Barycuda is a tiny CUDA accelerated library with no dependencies that performs various barycentric operations. This is an attempt to speed-up a 3D renderer that I'm working on.
Currently, the library exposes the following functions:
point_in_simplex
- takes an array of points, the vertices of a 2D/3D simplex, and tells you if each point lies inside the simplex.bary_simplex
- takes an array of points, the vertices of a 2D/3D simplex, and returns the barycentric coordinates for each point.

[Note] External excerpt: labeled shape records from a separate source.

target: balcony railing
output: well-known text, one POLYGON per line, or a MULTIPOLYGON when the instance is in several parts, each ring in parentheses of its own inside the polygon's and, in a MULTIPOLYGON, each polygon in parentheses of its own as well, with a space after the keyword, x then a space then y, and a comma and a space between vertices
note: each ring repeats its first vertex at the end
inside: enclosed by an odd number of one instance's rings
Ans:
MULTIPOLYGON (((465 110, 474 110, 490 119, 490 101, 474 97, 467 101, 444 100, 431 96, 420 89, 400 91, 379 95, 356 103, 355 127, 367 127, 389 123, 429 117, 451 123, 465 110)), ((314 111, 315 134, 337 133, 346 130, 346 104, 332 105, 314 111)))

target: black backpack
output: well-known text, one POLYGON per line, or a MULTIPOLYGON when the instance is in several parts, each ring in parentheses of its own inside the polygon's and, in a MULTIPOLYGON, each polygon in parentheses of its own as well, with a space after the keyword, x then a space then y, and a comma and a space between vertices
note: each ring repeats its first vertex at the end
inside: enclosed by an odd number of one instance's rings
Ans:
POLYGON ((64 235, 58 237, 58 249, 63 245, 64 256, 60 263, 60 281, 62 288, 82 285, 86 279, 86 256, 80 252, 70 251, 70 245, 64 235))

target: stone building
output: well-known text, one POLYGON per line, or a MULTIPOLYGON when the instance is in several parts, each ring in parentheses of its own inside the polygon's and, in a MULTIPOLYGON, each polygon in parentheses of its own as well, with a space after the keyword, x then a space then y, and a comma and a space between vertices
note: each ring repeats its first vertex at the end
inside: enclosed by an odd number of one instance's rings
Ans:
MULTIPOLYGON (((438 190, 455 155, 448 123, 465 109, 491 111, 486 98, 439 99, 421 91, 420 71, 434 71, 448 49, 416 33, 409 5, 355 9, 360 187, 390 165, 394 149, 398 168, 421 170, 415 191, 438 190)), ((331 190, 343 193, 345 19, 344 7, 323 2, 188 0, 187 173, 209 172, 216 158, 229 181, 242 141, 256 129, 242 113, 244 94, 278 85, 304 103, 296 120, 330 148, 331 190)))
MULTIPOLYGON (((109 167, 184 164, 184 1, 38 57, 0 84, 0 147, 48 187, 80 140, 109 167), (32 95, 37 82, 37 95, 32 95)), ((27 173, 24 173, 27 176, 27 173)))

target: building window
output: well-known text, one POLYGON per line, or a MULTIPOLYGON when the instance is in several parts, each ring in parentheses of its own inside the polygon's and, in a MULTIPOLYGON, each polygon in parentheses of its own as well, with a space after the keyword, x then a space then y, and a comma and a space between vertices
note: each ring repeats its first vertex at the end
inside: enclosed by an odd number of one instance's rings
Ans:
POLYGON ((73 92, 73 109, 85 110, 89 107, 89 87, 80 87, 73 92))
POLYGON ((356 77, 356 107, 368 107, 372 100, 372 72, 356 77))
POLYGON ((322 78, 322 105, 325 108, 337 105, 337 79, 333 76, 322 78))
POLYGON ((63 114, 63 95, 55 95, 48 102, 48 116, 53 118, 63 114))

You can use Barycuda directly from C++ (see src/testBary.cpp
for an example),
or if you prefer using Python, Barycuda has a Python wrapper available.
You can install it by doing
pip install pybarycuda
Installation using pip
will come bundled with a prebuilt
libbarycuda.so
for Linux x86-64. The linker paths are correctly set out of
the box, and you shouldn't have to change your LD_LIBRARY_PATH
to be able to
use it.
I plan to support other architectures in the future, but if you want to
do it yourself, you can build the binaries (see below) and add libbarycuda.so
to LD_LIBRARY_PATH
to make the Python wrapper work.
You will need a CUDA capable system for any of this to work.
# inside the project directory
mkdir build
cd build
cmake ../
make
Feel free to add more geometric operations related to graphics rendering and raytracing.